Is training AI with books innovation—or is it theft?
In “Fair Use and the Origin of AI Training,” Edward Lee presents a powerful legal and historical defense of using copyrighted works in the development of artificial intelligence models under the fair use doctrine. Published in a forthcoming Houston Law Review, the article traces the origins of AI training practices to academic research labs, where early breakthroughs in scaling datasets catalyzed today’s AI revolution. Lee argues that this historical context matters deeply in evaluating whether AI training constitutes fair use, particularly when such use began in non-commercial university research settings with transformative objectives like developing new technologies.
Lee contends that courts assessing the 41+ ongoing copyright lawsuits against AI companies must adopt a use-by-use analysis as mandated by the Supreme Court in Warhol v. Goldsmith. He suggests that training AI models—especially when the models generate new, non-infringing works—may qualify as a legitimate, transformative purpose. However, courts must distinguish between uses made in training AI and those made by public users of generative models who might produce infringing outputs. The article warns that blanket assumptions of infringement could imperil technological innovation, particularly in an era of geopolitical AI competition.
If the use of copyrighted materials by university researchers to develop AI models is copyright infringement and not fair use, then, a fortiori, the fair use defense of AI companies must fail. Conversely, if the courts find that such university-based AI training has a legitimate fair use purpose, then courts should reject broad arguments that use of copyrighted works in AI training by companies cannot serve a fair use purpose.
A major portion of the article critiques the U.S. Copyright Office’s 2025 pre-publication report for endorsing a novel and potentially unconstitutional “market dilution” theory. According to Lee, this theory wrongly treats AI-generated works as harmful to the market for original copyrighted works, even when the outputs are not infringing. He asserts that this view not only overextends the scope of copyright law but also risks chilling innovation by conflating market competition with infringement. He emphasizes that copyright must be balanced with the Progress Clause’s mandate to promote science and useful arts.

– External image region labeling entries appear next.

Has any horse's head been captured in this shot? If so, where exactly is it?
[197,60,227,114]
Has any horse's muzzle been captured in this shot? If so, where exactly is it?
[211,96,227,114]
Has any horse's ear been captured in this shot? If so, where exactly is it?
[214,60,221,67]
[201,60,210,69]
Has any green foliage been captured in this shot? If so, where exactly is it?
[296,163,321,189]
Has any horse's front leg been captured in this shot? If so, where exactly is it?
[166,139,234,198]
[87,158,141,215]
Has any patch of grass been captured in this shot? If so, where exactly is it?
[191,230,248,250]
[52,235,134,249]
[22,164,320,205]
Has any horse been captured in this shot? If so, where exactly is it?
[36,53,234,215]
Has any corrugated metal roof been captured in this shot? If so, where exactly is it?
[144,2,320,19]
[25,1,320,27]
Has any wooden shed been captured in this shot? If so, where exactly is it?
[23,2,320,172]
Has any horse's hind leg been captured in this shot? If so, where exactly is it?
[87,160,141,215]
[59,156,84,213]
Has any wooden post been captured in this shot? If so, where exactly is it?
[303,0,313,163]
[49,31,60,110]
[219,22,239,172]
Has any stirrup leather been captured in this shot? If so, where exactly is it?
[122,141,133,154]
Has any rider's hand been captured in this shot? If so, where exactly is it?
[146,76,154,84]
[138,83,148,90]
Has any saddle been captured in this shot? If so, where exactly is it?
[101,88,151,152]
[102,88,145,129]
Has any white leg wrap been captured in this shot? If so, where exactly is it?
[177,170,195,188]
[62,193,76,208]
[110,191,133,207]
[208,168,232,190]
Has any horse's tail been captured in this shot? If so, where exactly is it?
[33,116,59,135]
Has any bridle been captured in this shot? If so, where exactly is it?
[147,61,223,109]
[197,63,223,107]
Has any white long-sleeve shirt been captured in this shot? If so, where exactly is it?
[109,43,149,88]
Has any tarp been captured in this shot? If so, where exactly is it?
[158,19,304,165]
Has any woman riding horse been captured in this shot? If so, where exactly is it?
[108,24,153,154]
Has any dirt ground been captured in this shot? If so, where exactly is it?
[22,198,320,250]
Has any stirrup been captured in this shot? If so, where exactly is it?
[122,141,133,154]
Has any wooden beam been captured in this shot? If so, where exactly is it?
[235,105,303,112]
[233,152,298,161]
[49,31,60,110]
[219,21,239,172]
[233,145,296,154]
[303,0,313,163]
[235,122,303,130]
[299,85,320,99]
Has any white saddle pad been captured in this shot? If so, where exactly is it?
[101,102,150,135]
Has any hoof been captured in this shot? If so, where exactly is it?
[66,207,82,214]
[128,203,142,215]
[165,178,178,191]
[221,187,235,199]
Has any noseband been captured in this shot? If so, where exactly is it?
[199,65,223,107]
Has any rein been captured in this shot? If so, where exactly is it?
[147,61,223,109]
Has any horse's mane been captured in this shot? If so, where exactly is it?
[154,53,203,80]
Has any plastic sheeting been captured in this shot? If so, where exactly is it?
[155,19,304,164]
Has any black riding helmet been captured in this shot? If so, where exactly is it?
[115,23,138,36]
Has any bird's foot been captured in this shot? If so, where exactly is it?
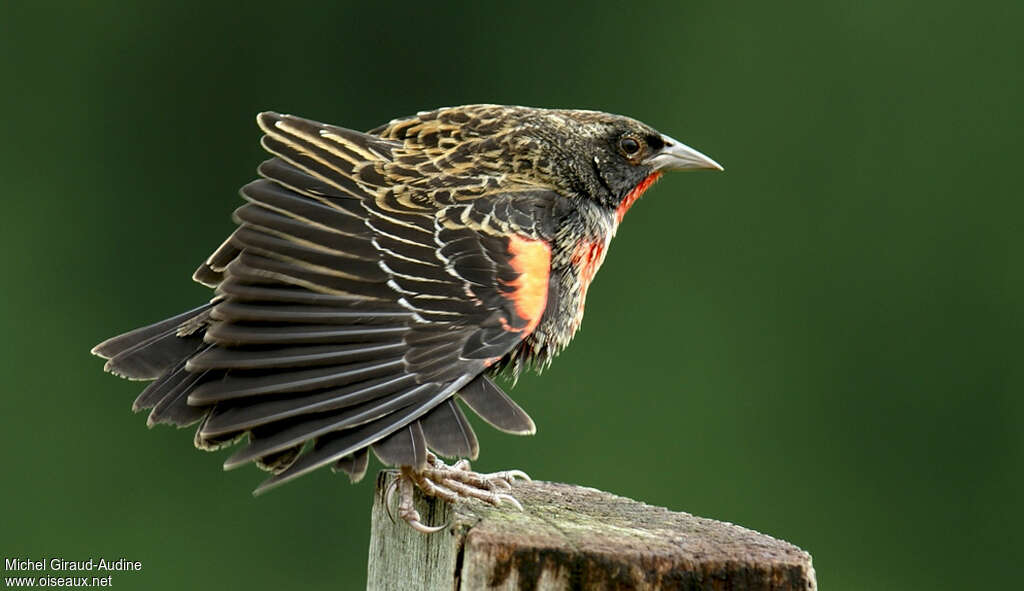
[384,453,530,534]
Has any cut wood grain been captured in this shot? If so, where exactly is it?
[367,472,817,591]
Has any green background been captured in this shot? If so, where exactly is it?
[0,0,1024,590]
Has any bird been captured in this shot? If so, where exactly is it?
[92,104,722,533]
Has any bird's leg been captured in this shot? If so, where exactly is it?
[384,453,529,534]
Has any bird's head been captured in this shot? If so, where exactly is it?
[372,104,722,218]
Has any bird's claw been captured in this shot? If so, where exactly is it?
[384,454,530,534]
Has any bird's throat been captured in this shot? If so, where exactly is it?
[615,172,662,223]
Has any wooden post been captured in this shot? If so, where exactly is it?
[367,471,817,591]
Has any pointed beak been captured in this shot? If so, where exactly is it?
[645,135,725,171]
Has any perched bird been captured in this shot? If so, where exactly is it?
[93,104,721,532]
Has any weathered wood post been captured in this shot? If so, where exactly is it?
[367,472,817,591]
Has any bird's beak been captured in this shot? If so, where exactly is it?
[644,135,725,171]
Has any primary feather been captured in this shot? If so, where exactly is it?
[93,105,720,492]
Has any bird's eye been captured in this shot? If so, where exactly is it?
[618,136,640,158]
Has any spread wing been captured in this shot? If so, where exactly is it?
[109,113,552,492]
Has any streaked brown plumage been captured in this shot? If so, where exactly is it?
[94,104,720,528]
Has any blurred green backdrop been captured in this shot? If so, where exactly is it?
[0,0,1024,590]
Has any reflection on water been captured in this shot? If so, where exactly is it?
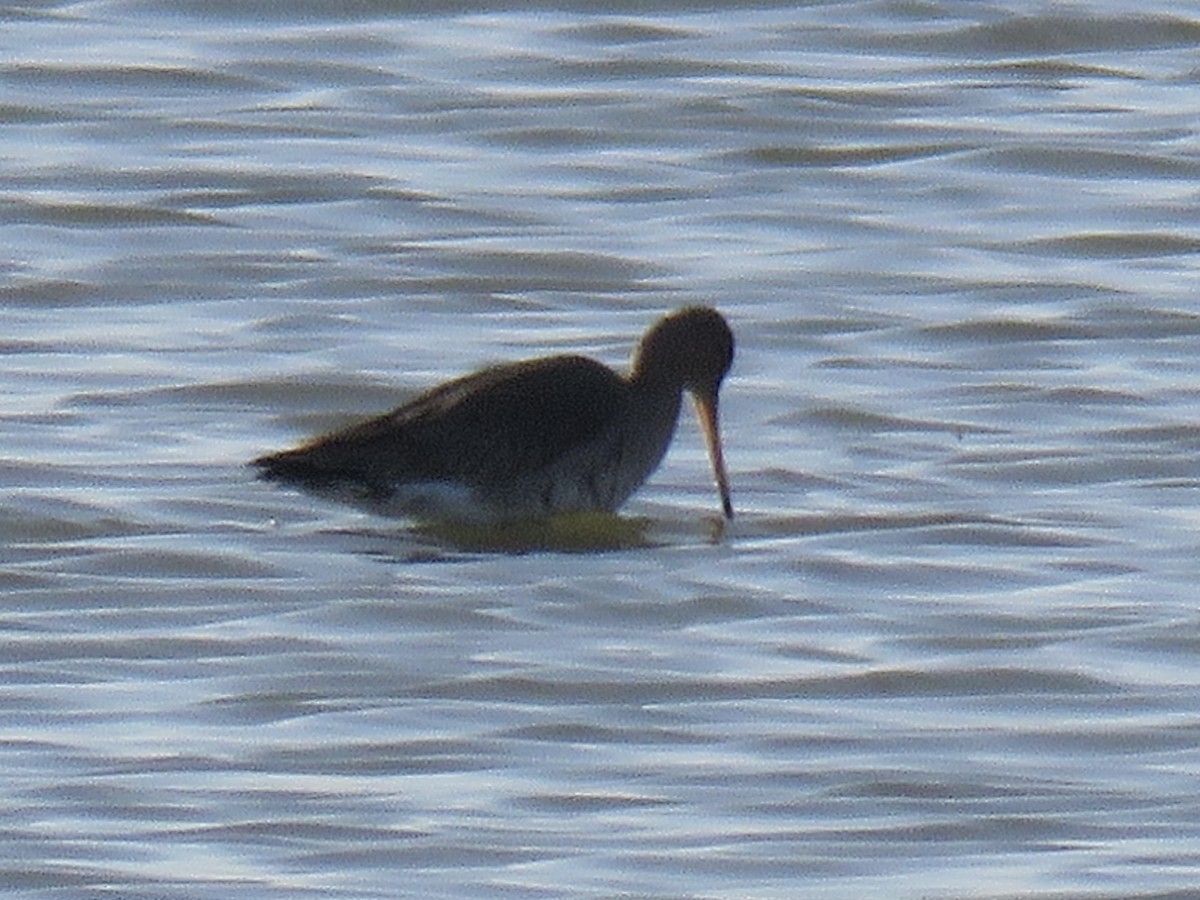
[0,0,1200,899]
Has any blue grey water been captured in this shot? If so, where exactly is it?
[0,0,1200,900]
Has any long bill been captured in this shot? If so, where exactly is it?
[691,389,733,518]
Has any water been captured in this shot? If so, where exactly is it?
[0,0,1200,899]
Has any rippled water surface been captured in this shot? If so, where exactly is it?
[0,0,1200,899]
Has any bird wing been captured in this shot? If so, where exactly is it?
[259,356,628,488]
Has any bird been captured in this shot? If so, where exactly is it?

Ultimately, Lee argues that courts must recognize technological innovation—especially in AI—as equally vital to creative progress. He appeals to historical precedents like Google v. Oracle and Sony v. Universal to frame AI training as part of a broader American tradition of technological fair use. In a world where the AI arms race is intensifying, Lee asserts that applying the fair use doctrine judiciously is critical not just for legal coherence but for national competitiveness and public benefit.